• No results found

4. Why do models predict differently for the same species and/or locations?

4.3.2 Multivariate analysis

4.3.2.1 Major trends

The density plot for model AUC, Kappa, sensitivity, specificity, precision and cross validation error are given in Figure 4.7. The plots of Kappa, AUC, Sensitivity, Specificity & Precision scores were skewed to the right showing that the majority of the models performed well above that expected from a random prediction. The density plot of the cross- validation error was skewed to the left showing most of the models had low cross validation error. However, not all of the models that had high AUC scores also had low cross- validation error shown by the CV error density curve being less-leptokurtic than that of the AUC density plots. In this study, the Kappa statistic was found to provide the best discriminatory measure. In Figure 4.7, most of the other scores except cross-validation error are majorly leptokurtic with thin tails showing almost all models performed very well whereas the Kappa plot clearly shows a more spread out distribution implying better model ranking. Further statistical support for the choice of Kappa and CV error as model selection indices is given in section 4.3.2.2.
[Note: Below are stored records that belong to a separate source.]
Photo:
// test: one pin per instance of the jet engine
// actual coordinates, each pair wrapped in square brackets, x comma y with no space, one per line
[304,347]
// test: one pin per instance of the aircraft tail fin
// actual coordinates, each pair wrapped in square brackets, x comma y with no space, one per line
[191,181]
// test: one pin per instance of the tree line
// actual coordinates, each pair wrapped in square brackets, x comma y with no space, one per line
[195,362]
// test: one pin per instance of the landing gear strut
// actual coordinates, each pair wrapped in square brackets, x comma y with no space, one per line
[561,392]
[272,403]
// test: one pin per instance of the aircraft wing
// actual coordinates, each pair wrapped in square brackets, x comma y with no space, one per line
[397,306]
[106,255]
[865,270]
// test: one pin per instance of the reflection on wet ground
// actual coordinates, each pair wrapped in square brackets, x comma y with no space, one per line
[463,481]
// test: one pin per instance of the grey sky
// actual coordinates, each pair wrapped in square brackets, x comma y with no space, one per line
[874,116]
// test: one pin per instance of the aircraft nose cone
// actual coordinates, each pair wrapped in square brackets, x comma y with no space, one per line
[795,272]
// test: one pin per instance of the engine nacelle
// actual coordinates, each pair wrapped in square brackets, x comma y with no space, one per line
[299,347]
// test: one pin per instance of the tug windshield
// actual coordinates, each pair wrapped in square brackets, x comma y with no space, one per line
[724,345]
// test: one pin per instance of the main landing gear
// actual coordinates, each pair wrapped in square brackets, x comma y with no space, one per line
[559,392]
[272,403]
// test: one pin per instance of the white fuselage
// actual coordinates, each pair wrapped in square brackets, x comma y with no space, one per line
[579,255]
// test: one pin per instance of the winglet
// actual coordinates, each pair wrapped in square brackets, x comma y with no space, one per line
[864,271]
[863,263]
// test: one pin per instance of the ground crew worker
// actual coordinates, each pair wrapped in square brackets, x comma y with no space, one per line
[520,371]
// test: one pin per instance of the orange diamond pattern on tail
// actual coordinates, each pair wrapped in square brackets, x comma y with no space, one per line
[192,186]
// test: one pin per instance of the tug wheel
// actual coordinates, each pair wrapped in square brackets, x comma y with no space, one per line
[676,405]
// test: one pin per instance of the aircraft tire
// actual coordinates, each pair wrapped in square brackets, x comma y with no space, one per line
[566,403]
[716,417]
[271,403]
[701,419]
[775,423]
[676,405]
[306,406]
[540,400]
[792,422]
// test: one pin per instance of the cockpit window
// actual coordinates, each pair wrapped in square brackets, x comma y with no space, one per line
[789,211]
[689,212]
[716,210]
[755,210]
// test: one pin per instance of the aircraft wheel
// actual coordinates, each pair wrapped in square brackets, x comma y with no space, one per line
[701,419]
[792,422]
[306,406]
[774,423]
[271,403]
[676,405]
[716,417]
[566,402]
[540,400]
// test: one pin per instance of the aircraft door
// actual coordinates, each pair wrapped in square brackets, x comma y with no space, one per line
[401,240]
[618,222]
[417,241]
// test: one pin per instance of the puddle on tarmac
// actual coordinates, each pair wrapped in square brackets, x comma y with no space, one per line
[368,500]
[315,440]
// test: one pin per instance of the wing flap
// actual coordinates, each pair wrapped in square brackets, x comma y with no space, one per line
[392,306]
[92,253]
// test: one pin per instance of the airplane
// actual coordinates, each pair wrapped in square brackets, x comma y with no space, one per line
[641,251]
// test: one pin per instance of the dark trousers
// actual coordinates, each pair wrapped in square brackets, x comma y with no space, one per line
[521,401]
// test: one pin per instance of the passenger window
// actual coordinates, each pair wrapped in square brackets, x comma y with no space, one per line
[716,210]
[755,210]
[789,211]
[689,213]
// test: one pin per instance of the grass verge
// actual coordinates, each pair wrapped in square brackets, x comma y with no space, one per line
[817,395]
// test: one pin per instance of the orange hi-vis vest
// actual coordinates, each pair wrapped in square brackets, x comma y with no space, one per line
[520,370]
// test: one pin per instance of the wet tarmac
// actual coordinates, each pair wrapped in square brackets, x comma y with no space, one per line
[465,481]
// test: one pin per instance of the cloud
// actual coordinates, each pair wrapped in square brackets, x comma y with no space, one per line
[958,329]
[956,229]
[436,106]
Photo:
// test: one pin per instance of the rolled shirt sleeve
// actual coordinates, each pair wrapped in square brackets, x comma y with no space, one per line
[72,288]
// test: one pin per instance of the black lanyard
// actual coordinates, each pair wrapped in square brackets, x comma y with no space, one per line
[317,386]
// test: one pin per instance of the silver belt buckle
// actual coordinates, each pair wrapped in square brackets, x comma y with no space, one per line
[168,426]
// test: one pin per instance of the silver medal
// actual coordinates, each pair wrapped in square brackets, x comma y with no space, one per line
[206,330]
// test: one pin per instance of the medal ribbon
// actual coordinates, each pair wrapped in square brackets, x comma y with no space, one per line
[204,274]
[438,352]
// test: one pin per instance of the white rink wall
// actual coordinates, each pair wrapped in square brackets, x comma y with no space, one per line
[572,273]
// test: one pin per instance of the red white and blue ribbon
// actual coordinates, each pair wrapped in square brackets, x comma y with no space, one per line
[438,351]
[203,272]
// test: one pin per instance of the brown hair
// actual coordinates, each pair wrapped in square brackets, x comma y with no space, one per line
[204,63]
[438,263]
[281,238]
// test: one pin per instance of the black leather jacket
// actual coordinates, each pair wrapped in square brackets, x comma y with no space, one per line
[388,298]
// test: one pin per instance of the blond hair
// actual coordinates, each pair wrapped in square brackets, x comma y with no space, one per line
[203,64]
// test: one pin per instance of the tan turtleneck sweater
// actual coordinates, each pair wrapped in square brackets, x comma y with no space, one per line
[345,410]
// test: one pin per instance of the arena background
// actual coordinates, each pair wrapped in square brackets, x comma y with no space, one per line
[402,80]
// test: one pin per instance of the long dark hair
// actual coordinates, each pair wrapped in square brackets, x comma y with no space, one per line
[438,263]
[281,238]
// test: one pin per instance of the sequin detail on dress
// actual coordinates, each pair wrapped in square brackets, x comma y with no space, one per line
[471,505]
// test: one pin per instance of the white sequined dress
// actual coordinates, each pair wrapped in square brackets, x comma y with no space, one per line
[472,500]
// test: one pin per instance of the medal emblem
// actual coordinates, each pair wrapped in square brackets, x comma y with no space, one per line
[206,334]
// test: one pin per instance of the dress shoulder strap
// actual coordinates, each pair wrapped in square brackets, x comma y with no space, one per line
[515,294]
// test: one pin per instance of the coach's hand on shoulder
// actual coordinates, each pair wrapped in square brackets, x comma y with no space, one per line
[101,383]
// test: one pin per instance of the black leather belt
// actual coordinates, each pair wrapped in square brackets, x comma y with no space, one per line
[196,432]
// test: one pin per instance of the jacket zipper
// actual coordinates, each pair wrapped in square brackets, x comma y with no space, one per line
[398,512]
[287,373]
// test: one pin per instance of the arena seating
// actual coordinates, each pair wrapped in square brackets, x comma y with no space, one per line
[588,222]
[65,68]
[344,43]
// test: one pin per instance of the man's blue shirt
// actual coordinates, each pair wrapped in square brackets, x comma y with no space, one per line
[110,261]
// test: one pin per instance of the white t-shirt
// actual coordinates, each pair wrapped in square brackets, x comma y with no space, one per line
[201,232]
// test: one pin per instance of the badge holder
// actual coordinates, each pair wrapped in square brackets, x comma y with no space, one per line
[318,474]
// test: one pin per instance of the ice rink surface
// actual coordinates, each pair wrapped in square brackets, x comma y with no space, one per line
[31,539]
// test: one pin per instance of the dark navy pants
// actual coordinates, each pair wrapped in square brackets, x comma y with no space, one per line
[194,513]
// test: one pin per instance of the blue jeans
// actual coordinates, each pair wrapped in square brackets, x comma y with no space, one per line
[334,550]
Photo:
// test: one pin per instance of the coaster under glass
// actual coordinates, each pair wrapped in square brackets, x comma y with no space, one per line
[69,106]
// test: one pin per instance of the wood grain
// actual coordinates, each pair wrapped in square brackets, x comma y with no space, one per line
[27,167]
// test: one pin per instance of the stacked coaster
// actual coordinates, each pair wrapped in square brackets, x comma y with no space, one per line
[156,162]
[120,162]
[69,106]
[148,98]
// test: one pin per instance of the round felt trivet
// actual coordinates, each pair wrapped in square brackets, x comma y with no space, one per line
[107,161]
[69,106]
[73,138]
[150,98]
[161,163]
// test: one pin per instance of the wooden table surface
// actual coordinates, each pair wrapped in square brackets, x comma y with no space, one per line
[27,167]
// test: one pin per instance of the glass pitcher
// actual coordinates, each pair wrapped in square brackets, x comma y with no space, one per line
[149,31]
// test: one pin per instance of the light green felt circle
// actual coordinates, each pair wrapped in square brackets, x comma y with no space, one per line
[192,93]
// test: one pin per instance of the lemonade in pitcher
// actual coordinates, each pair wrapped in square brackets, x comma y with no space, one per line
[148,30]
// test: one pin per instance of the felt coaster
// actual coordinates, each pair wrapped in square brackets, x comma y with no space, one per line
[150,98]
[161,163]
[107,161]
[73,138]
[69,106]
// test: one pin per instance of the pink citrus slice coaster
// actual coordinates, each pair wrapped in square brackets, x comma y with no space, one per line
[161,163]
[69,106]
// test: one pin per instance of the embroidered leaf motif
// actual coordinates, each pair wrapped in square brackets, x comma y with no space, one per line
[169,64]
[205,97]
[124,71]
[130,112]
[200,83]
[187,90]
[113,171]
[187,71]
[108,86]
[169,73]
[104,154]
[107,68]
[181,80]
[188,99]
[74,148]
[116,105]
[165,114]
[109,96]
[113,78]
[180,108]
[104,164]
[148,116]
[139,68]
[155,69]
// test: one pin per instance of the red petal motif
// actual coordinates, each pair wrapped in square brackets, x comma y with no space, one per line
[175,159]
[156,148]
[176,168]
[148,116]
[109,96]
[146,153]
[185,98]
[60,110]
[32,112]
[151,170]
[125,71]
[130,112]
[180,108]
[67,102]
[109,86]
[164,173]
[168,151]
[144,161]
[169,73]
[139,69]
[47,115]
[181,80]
The MANOVA result (Table 4.4) showed that all the modelling components and the interactions had a significant effect on the linear combination of the five model performance scores with the exception of Predictor choice (P). Predictor choice did not have a significant effect (Pillai’s Trace = 0.11, F = 1.50, η2 = 0.05). However, it is important to note that the levels in the predictor choice (P) factor were not completely unique as more variables were added from P1 to P2 and on to P3. Change in variables selected as a result of the newly added variables is reported separately in section 4.3.2.1.
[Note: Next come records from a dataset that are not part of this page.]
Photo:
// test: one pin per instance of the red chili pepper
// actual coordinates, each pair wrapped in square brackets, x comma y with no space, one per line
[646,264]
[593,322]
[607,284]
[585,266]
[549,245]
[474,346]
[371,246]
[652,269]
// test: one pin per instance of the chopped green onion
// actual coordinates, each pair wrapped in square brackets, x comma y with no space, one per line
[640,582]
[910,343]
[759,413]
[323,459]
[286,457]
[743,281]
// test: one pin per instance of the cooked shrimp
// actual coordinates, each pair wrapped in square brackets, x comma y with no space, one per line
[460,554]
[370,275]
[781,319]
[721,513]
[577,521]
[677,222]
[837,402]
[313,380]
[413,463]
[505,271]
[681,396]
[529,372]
A follow up canonical correlation analysis was undertaken and the first canonical variable accounted for 52.4% of the model variance. The corresponding canonical correlation for the first variable was 0.903 (Wilks λ = 0.015, F= 3.53) showing that 81.5% (0.9032∗ 100) of the variance in the canonically derived scores was accounted for by the model component factors tested (species type, predictor choice, dimension reduction and model type) (Figure 4.8).

98

Figure 4.7: Density plot of Kappa, AUC, Sensitivity and Specificity scores for the total 180 models. Red line at 0.5 on the x axis, in cases of AUC, Cross-validation error, Sensitivity and Specificity shows a score expected from a random prediction; and in case of Kappa score indicated at 0.4 on the x axis shows where models are expected to perform worse than a “medium performing model” on the Kappa scale. The blue line show, 0.8 for Kappa, where models are expected to be excellent; 0.7 for AUC a conventional threshold where models are expected to be good; 0.9 for Sensitivity and Specificity, an arbitrarily assigned high performance threshold; and 0.1 for cross-validation error a threshold set as an acceptable training error margin for this study.

99

Table 4.4: MANOVA results: modelling component effects on model performance.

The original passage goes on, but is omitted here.